Momentum Indicator Purpose


Momentum is a technical indicator that illustrates a trend direction and evaluates how fast the price will change by comparing current and past price trends. Accordingly, the Momentum indicator is positive when the existing price is higher than the past’s price. And contrary when the current price is lower than the price in the past, so the Momentum indicator is negative.

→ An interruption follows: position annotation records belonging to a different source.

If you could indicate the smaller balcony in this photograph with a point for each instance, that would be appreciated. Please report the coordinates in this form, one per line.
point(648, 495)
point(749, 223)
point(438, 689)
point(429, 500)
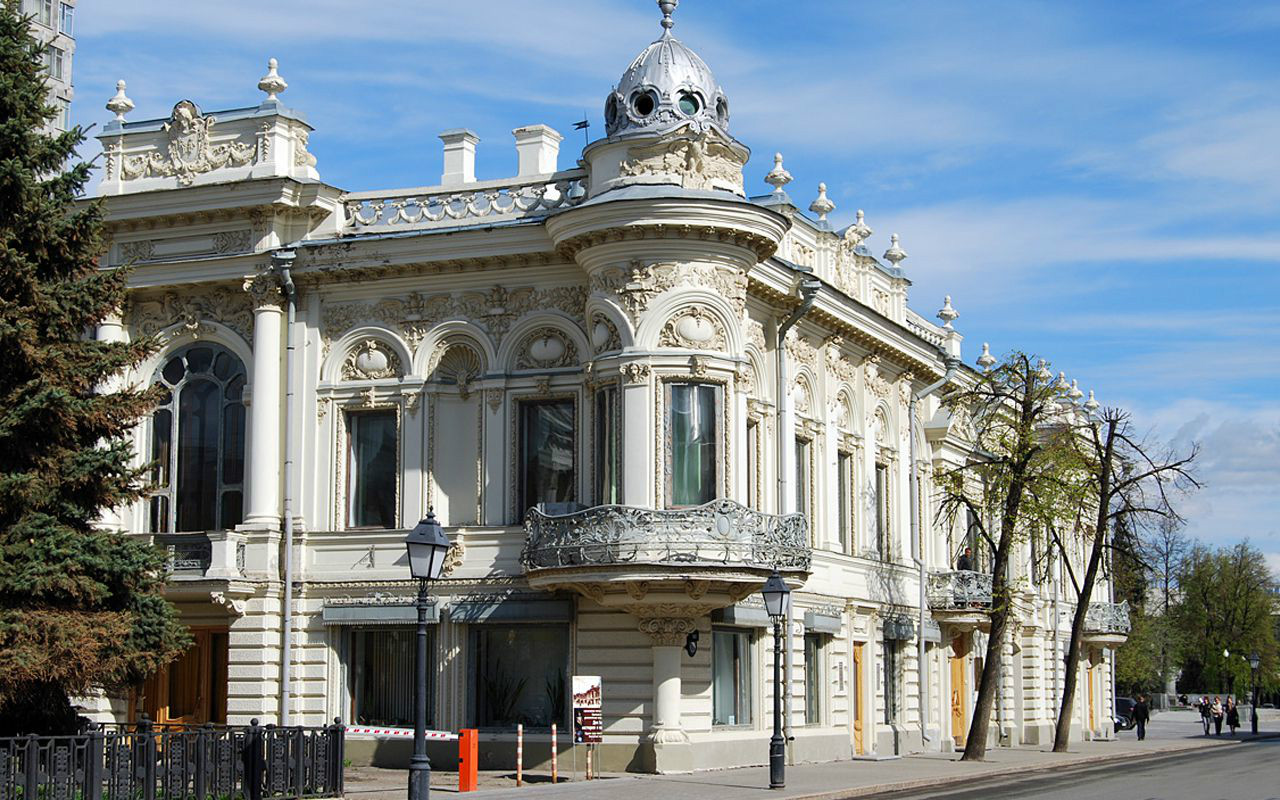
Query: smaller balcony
point(702, 557)
point(1106, 624)
point(960, 598)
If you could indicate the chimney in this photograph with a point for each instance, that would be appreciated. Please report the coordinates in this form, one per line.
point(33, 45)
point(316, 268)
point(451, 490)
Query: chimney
point(460, 156)
point(536, 149)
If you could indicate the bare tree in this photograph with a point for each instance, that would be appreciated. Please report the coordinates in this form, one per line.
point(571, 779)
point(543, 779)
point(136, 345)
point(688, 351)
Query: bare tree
point(1128, 478)
point(1011, 484)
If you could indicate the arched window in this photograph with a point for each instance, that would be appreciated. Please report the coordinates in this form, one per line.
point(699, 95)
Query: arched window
point(197, 442)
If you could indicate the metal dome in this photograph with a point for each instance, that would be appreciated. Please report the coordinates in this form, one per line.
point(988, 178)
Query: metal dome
point(667, 86)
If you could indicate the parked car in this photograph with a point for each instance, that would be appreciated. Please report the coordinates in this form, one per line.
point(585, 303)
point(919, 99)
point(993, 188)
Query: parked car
point(1124, 713)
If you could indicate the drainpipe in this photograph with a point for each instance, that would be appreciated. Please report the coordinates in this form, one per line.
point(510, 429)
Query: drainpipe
point(283, 261)
point(809, 287)
point(918, 539)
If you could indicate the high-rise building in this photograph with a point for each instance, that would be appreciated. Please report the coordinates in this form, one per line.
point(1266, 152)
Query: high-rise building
point(54, 27)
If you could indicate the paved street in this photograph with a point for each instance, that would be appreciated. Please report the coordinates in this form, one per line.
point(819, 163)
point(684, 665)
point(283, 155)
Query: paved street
point(1246, 772)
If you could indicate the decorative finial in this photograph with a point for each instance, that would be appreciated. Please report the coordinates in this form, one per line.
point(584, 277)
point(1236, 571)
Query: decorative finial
point(822, 206)
point(272, 82)
point(947, 314)
point(895, 254)
point(119, 104)
point(777, 177)
point(986, 360)
point(667, 8)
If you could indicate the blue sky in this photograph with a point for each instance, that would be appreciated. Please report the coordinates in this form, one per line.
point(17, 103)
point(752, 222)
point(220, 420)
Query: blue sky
point(1095, 182)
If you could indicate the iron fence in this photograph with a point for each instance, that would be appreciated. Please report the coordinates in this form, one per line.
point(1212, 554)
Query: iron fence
point(147, 762)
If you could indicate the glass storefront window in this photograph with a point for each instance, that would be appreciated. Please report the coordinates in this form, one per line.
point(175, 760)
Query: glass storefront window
point(520, 675)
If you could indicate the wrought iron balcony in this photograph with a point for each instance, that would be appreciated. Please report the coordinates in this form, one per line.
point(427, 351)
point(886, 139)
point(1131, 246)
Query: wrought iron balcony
point(721, 533)
point(487, 201)
point(960, 590)
point(1107, 620)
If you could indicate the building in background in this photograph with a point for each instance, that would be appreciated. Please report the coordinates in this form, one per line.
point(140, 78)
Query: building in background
point(629, 389)
point(54, 27)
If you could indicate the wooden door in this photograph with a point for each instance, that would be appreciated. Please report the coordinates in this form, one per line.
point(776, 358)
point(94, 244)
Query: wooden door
point(959, 689)
point(856, 694)
point(191, 689)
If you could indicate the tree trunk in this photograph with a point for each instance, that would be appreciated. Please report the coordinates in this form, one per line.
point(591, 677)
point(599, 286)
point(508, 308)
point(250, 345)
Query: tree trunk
point(976, 745)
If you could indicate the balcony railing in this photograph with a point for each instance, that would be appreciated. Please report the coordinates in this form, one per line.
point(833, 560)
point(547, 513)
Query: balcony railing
point(721, 533)
point(489, 201)
point(959, 590)
point(1107, 618)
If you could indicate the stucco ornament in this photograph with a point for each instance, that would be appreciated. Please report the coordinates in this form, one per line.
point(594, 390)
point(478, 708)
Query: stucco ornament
point(190, 150)
point(696, 160)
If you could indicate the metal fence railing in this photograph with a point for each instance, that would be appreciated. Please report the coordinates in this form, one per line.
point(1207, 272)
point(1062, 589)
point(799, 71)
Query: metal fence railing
point(150, 762)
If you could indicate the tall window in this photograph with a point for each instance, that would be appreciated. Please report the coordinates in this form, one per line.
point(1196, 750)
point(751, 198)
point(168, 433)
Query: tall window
point(382, 676)
point(891, 677)
point(197, 442)
point(753, 465)
point(520, 675)
point(371, 469)
point(731, 676)
point(845, 499)
point(804, 480)
point(691, 451)
point(813, 677)
point(882, 531)
point(547, 453)
point(608, 462)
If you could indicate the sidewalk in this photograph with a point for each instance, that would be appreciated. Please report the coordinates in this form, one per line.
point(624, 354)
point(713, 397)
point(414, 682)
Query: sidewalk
point(1170, 732)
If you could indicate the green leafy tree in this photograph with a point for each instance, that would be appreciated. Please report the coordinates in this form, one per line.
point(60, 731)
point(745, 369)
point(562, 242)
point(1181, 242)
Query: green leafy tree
point(1019, 479)
point(80, 607)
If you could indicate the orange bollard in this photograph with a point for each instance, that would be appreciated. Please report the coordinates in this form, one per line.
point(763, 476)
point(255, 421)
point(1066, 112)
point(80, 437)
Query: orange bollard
point(469, 759)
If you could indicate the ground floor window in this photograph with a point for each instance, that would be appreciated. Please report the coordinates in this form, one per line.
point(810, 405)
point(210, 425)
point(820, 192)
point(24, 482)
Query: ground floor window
point(383, 676)
point(891, 677)
point(813, 647)
point(519, 675)
point(731, 676)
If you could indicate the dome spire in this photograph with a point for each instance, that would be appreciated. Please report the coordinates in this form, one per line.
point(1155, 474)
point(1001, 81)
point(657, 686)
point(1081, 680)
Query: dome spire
point(667, 7)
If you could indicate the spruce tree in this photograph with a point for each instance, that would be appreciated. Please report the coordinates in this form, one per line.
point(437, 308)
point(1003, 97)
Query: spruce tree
point(80, 607)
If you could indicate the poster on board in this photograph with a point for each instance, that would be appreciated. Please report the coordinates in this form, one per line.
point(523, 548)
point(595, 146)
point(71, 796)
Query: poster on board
point(588, 704)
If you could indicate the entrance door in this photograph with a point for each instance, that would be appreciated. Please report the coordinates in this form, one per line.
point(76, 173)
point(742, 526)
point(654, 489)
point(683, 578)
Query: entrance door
point(856, 695)
point(959, 688)
point(192, 689)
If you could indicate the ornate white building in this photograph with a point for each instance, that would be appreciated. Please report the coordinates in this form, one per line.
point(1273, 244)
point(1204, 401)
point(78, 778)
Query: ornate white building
point(581, 371)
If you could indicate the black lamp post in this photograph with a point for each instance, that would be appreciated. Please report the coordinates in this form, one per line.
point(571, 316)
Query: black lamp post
point(426, 545)
point(1253, 712)
point(777, 603)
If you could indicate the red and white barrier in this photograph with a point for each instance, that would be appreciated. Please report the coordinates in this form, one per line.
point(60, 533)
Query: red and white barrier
point(359, 730)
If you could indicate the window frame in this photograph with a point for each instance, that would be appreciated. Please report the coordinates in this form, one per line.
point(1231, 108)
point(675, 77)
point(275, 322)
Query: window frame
point(720, 439)
point(169, 490)
point(348, 479)
point(746, 680)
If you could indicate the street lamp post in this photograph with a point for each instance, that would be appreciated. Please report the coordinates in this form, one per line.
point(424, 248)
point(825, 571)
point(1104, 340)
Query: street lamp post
point(1253, 711)
point(777, 603)
point(426, 545)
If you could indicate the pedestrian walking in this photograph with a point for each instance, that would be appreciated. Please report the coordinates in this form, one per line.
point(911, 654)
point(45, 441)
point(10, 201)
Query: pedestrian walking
point(1141, 714)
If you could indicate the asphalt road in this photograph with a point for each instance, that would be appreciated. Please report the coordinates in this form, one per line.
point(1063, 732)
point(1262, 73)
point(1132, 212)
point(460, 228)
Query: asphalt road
point(1249, 771)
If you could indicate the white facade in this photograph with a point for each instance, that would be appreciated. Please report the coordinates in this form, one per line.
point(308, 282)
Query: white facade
point(602, 336)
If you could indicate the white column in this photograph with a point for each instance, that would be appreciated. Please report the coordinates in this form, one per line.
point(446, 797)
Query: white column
point(265, 426)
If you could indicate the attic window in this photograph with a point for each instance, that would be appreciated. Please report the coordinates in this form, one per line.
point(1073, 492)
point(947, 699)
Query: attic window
point(644, 104)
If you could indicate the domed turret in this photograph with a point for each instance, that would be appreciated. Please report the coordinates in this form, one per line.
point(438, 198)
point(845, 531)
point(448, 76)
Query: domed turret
point(666, 86)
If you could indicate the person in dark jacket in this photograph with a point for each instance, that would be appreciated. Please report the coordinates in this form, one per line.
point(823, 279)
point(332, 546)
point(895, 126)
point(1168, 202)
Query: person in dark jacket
point(1141, 714)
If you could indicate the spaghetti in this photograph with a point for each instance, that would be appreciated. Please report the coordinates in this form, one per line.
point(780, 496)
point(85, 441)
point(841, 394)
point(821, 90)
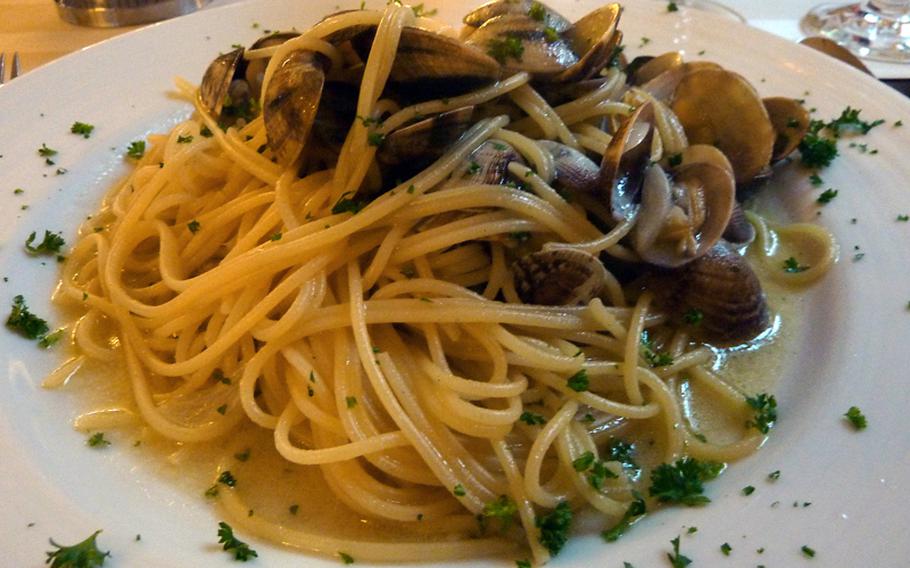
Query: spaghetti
point(388, 346)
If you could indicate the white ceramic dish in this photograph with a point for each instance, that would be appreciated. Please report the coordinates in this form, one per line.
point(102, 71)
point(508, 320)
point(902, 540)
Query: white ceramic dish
point(852, 351)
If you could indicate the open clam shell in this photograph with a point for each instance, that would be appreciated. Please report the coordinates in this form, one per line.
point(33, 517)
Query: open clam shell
point(536, 10)
point(559, 277)
point(216, 82)
point(790, 120)
point(291, 101)
point(425, 140)
point(682, 218)
point(721, 108)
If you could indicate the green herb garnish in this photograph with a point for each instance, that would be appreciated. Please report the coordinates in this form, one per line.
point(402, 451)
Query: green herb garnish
point(240, 549)
point(683, 482)
point(82, 555)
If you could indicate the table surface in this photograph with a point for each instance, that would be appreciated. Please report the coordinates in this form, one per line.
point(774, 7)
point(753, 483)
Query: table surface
point(33, 28)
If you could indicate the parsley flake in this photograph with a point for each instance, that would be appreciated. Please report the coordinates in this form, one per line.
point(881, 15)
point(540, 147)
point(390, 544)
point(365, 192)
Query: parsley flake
point(81, 128)
point(82, 555)
point(856, 417)
point(232, 544)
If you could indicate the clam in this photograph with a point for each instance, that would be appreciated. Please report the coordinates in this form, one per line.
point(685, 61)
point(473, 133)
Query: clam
point(721, 108)
point(427, 64)
point(290, 103)
point(216, 81)
point(682, 217)
point(488, 164)
point(559, 277)
point(739, 231)
point(255, 68)
point(724, 288)
point(522, 42)
point(575, 172)
point(536, 10)
point(624, 162)
point(790, 120)
point(426, 140)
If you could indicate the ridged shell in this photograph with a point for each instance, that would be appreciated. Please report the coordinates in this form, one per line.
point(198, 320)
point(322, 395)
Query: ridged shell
point(559, 277)
point(724, 288)
point(290, 103)
point(575, 172)
point(425, 140)
point(478, 16)
point(217, 80)
point(791, 123)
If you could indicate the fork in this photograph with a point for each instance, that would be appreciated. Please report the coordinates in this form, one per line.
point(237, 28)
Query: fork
point(14, 72)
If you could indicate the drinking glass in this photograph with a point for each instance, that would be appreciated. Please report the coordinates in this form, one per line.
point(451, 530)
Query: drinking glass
point(873, 29)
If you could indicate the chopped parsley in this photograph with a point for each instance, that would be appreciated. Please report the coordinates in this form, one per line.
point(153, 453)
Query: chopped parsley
point(503, 509)
point(827, 195)
point(136, 149)
point(579, 381)
point(856, 417)
point(653, 358)
point(81, 128)
point(420, 11)
point(850, 121)
point(532, 418)
point(25, 323)
point(227, 478)
point(636, 509)
point(97, 440)
point(683, 481)
point(46, 152)
point(502, 49)
point(765, 407)
point(50, 339)
point(346, 205)
point(693, 316)
point(232, 544)
point(82, 555)
point(677, 560)
point(554, 528)
point(50, 245)
point(791, 265)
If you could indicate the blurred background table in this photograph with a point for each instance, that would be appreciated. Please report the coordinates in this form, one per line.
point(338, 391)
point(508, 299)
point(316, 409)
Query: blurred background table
point(33, 28)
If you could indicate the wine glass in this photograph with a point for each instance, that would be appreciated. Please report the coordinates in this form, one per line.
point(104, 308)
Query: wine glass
point(873, 29)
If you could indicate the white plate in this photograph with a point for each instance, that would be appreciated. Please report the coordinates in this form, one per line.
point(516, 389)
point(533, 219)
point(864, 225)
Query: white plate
point(853, 350)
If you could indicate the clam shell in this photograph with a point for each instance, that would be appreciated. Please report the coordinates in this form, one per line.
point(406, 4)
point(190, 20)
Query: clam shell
point(575, 172)
point(721, 108)
point(217, 80)
point(291, 101)
point(559, 277)
point(724, 288)
point(478, 16)
point(425, 140)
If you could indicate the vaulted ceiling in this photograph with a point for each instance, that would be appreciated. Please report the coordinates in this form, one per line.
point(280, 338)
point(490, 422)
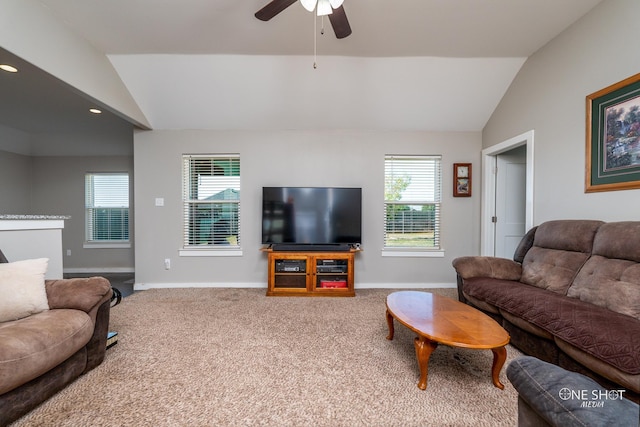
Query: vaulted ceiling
point(210, 64)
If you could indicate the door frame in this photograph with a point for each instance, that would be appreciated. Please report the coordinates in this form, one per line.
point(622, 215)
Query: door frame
point(489, 158)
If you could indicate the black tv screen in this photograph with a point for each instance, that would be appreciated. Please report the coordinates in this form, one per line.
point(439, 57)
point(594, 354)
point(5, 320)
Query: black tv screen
point(311, 215)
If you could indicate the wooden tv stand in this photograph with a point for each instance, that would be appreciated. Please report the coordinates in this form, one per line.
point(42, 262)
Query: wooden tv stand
point(325, 274)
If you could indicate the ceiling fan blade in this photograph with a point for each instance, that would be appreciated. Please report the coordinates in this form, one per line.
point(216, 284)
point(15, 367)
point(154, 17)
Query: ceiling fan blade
point(273, 8)
point(340, 23)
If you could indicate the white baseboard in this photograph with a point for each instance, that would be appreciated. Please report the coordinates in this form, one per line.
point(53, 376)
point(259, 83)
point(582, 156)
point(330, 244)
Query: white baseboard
point(147, 286)
point(99, 270)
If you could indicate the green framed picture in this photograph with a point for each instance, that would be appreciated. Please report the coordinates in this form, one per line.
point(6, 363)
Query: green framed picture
point(613, 137)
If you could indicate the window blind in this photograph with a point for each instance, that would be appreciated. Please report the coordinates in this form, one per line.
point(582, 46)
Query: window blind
point(107, 207)
point(211, 200)
point(413, 195)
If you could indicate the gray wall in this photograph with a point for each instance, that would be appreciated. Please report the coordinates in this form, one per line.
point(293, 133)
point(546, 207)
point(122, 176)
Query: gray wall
point(15, 183)
point(300, 158)
point(548, 96)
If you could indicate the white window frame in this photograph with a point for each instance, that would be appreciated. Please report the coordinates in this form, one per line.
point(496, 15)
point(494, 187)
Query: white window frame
point(231, 247)
point(425, 188)
point(92, 203)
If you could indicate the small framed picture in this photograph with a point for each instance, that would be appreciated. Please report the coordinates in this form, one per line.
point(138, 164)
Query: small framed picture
point(613, 137)
point(462, 180)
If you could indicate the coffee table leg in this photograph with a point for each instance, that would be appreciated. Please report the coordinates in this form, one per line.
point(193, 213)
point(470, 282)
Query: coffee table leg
point(499, 357)
point(424, 348)
point(390, 324)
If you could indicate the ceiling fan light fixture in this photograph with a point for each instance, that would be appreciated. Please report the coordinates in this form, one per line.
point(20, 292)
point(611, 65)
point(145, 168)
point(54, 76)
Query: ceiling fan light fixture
point(310, 5)
point(8, 68)
point(324, 8)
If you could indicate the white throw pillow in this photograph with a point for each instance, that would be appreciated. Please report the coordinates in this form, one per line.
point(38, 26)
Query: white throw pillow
point(22, 291)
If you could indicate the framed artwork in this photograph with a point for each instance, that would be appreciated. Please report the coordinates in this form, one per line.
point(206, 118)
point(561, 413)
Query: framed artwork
point(613, 137)
point(462, 180)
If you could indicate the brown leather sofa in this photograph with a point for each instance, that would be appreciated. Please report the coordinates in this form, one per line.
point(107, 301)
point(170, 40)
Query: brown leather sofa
point(570, 297)
point(43, 353)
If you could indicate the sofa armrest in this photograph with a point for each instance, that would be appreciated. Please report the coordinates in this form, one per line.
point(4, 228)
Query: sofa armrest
point(483, 266)
point(84, 294)
point(564, 398)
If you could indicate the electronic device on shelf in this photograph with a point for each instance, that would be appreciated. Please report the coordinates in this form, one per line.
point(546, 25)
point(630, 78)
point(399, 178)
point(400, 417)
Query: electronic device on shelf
point(291, 266)
point(311, 218)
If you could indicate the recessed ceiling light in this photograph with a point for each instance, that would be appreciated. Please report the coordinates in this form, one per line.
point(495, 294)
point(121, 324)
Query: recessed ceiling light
point(8, 68)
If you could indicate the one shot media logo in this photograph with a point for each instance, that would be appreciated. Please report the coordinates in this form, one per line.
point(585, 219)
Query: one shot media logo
point(591, 398)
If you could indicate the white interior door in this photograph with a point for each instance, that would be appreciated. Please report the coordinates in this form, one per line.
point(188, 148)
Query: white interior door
point(510, 213)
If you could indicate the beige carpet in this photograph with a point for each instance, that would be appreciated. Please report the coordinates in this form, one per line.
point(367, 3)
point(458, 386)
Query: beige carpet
point(233, 357)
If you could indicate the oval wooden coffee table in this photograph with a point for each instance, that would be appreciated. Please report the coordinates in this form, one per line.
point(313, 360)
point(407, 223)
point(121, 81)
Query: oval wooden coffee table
point(441, 320)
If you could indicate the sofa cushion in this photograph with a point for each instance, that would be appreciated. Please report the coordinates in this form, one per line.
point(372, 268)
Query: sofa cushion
point(33, 345)
point(618, 240)
point(551, 269)
point(610, 283)
point(560, 248)
point(606, 335)
point(22, 288)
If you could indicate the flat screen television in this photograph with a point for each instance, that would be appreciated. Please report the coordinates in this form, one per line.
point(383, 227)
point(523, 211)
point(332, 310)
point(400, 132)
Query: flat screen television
point(311, 216)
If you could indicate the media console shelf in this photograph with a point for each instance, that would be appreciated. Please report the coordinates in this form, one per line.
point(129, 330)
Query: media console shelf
point(327, 274)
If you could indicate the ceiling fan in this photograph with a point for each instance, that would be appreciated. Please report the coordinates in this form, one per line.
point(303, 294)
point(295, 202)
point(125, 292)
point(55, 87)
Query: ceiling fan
point(332, 8)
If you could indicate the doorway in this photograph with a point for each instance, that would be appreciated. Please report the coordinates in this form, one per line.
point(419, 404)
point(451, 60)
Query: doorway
point(507, 202)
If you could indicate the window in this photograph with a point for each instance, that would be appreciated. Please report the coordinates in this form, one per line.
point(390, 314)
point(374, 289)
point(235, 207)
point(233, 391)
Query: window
point(211, 201)
point(412, 197)
point(107, 207)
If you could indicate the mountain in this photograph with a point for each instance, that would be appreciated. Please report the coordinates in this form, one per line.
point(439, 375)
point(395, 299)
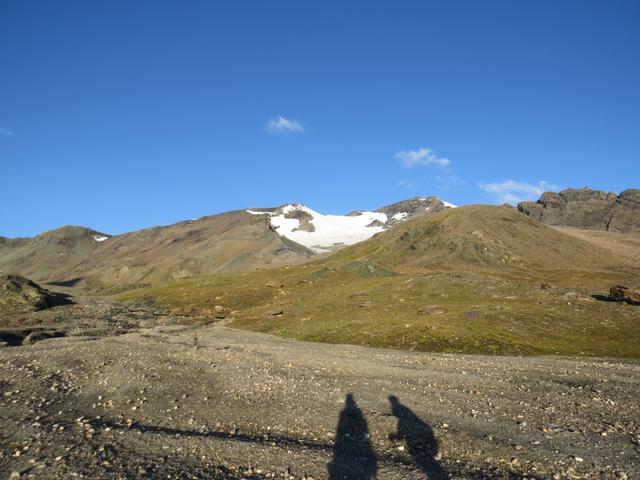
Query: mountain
point(229, 242)
point(476, 237)
point(21, 295)
point(587, 209)
point(476, 279)
point(235, 241)
point(324, 233)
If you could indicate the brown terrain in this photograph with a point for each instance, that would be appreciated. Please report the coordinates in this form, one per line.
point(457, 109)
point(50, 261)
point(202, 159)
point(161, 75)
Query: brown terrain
point(141, 375)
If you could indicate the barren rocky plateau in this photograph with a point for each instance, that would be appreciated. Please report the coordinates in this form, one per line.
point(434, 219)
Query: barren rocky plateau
point(128, 392)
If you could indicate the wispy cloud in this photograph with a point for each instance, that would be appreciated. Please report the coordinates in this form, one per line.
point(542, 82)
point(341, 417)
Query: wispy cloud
point(512, 191)
point(406, 184)
point(448, 181)
point(423, 156)
point(284, 125)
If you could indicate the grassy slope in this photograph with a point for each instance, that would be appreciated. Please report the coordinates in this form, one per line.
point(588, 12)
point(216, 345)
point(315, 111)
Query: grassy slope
point(481, 266)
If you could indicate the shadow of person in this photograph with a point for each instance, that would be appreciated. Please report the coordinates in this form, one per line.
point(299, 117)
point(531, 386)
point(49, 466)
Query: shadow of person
point(421, 442)
point(353, 455)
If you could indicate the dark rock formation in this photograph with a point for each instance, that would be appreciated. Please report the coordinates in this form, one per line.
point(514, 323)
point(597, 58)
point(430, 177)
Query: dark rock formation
point(19, 294)
point(587, 209)
point(620, 293)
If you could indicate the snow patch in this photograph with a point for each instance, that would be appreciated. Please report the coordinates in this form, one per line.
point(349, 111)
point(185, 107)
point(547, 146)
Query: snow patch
point(329, 230)
point(256, 212)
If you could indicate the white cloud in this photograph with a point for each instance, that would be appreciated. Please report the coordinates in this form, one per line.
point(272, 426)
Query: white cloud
point(406, 184)
point(511, 191)
point(281, 124)
point(422, 156)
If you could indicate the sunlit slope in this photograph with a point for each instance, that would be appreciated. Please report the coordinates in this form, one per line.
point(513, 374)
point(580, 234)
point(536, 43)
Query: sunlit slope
point(476, 279)
point(479, 237)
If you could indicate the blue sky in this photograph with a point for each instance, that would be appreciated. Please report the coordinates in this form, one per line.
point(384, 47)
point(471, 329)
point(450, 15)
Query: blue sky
point(120, 115)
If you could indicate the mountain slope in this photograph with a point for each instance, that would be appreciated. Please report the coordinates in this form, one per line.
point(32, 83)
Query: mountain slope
point(324, 233)
point(21, 295)
point(480, 279)
point(233, 241)
point(587, 209)
point(477, 237)
point(228, 242)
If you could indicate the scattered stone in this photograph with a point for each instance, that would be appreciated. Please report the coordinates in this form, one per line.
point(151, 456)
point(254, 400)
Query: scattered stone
point(432, 310)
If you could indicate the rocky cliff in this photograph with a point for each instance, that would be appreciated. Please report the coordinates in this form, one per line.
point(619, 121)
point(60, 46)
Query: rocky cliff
point(587, 209)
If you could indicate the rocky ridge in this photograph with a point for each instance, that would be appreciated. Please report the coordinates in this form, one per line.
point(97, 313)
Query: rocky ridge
point(587, 209)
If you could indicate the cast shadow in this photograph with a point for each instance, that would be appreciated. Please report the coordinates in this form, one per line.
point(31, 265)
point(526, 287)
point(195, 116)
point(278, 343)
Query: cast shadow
point(421, 443)
point(353, 454)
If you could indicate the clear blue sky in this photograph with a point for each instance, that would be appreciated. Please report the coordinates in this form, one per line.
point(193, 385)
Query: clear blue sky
point(124, 114)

FX trader can also use the Momentum indicator as a principal technical indicator. This technique supposes that market tops are naturally identified by a fast price increase when everyone expects prices to go higher. The market bottoms typically end with rapid price declines when everybody wants to get out. Being one of the oscillators, the momentum should be used within price trend analysis.


Momentum Indicator Usage


Momentum indicator is represented by a line which fluctuates around 100. Each value of this indicator is calculated on the basis of the current price and the price some time previously (usually with a 10-14 period lag).


Momentum Buy Signal

When the Momentum indicator crosses the X-axis (above the zero line), so it is a buy signal for a trader. If this indicator is higher than 100 it is a bullish signal. Otherwise if the indicator falls below 100 during a downtrend, a bearish signal appears.


Momentum Sell Signal

Momentum indicator crosses below the zero line and it can generally mean two things:

  • The stock, currency pair, or future's price is on top and is reversing
  • The price has dropped below the bearish signal.
Momentum Exit Signals

Commonly speaking the buy and sell signals covered above are not good exits, moreover selling out of a extended position or buying to cover a short position. At the time the Momentum indicator returns back to the zero line, the majority or all of the profits have probably wrinkled. When the Momentum is overturn line and is heading back towards the zero line, which means profits have been eroded. Momentum indicator not only uses for identifying buy and sell signals. It also helps to detect divergences as an important trading concept.




Momentum Indicator Calculation


The calculation of Momentum indicator is very simple.

N is the number of periods that the FX trader selects.


Momentum = CLOSE (i)/Close (i-n)*100

Where:
CLOSE(i) — is the closing price of the current bar;
CLOSE(i-N) — is the closing bar price N periods ago.